“It’s amazing. I can’t believe it,” said another jubilant Yankees fan, Chris Brewer of East Rockaway, N.Y. “For this money, I’d probably have to sit in the outfield in the upper deck at Yankee Stadium.”
Instead, on Monday, Brewer’s seat was about even with third base just a few rows behind the Yankees’ dugout.
Chris Cawley, a Yankees fan from New Milford, Conn., said he was making his first trip to Citi Field and he was as happy as Barbarito and Brewer. “For the money, you can’t beat this,” he said of his seats, which were near the field past third base. “It’s going to be a great night.”
For their money, Yankee fans got to see a 5-1 Yankees victory that moved them to within three games of the idle Boston Red Sox in the American League East. It was their eighth victory in the last 11 games.
Girardi said the Yankees approached Monday’s contest the same way they would if they were playing the Mets in Queens, with the team meeting at Yankee Stadium in the early afternoon and traveling to Citi Field on several team buses.
But Girardi played down the perceived advantage the Yankees — who have a 40-27 record at home, third-best in the A.L. — would have in playing these games in New York.
“I think people are probably going to assume that, but really it comes down to who plays the best, no matter where you’re at,” Girardi said. “You get to sleep in your own bed, and that’s nice, but you’re still not in your own ballpark, and we’re built for that park.”
In the fourth inning, the Yankees played as if they were built for Citi Field, with a big assist from Rays third baseman Trevor Plouffe, who allowed Matt Holliday’s routine grounder to scoot under his glove instead of becoming the third out of the inning. After Jacoby Ellsbury reached on yet another catcher’s interference — his fourth this season and the 30th in his career, the most in major-league history — Todd Frazier clubbed a three-run homer off the facing of the empty second deck in left field to give the Yankees a 5-1 lead.

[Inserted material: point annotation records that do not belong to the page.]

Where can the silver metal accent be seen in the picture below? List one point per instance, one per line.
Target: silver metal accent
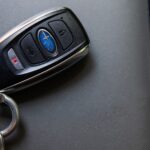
(52, 70)
(15, 114)
(11, 56)
(1, 142)
(47, 73)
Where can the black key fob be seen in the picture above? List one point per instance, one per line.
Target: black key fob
(41, 47)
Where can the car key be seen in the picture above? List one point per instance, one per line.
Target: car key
(41, 47)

The pro-Yankee crowd erupted in cheers, making Flushing sound very much like the Bronx.
“I thought the energy was great in the stadium,” Girardi said after the game. “It was hard probably for a lot of Tampa fans to get there in a sense, because they didn’t know where the series was going to be until Saturday. And for a bad situation, I give Tampa credit for coming here and making it somewhat easy on everyone in a sense. But I thought the fans were great”
Girardi pulled C. C. Sabathia after just four and a third innings, with two runners on and Evan Longoria, who has hit Sabathia hard over the years, coming to bat. David Robertson came in to pitch, and he struck out Longoria.
“He was not sharp tonight,” Girardi said of Sabathia. “He had to battle all night, he threw a lot of pitches and Longoria has been the guy who has hurt him as much as anybody in the game. I kind of felt that was the game right there.”
According to a Mets spokesman, the team was expecting to sell about 10,000 tickets for the first game, with seating restricted to the lower level of the stadium, but the announced crowd was 15,327, the largest home crowd the Rays have played before since they drew 17,775 for a game against Cleveland and Corey Kluber, the Indians’ Cy Young Award candidate, on Aug. 13.
Since then, the Rays had played nine home games to increasingly puny crowds; their game against the Minnesota Twins on Sept. 5 drew just 6,509 fans to The Trop.
Larger crowds were anticipated for Tuesday and Wednesday, when more of Citi Field’s seats were expected to be put on sale. However, the parking capacity for all three games will be limited because preparations are underway in some of those lots for a weekend music festival.
The Mets provided the grounds crew, the scoreboard staff, the ushers, vendors and security guards, and the printing of tickets.
The Rays, meanwhile, got the use of the Mets’ clubhouse and all its facilities. They also got to hear Yankee fans perform the roll call, a nightly feature at Yankee Stadium done in the first inning for the team’s starting infielders and outfielders. This time it occurred in the bottom of the first, not the top.
It remains to be seen if the Mets’ home run apple behind the center-field fence would be raised if any Ray hit a home run, since none of them did.
“We’d much rather have played these games in Tampa,” said Yankees infielder Chase Headley. “That would mean the hurricane never happened. But we’re just thankful it didn’t hit as hard as it could have. Circumstances aren’t what you want, but they are what they are.”
Greg Bird was scratched from the starting lineup after experiencing back spams while taking batting practice. Joe Girardi said his status was day-to-day.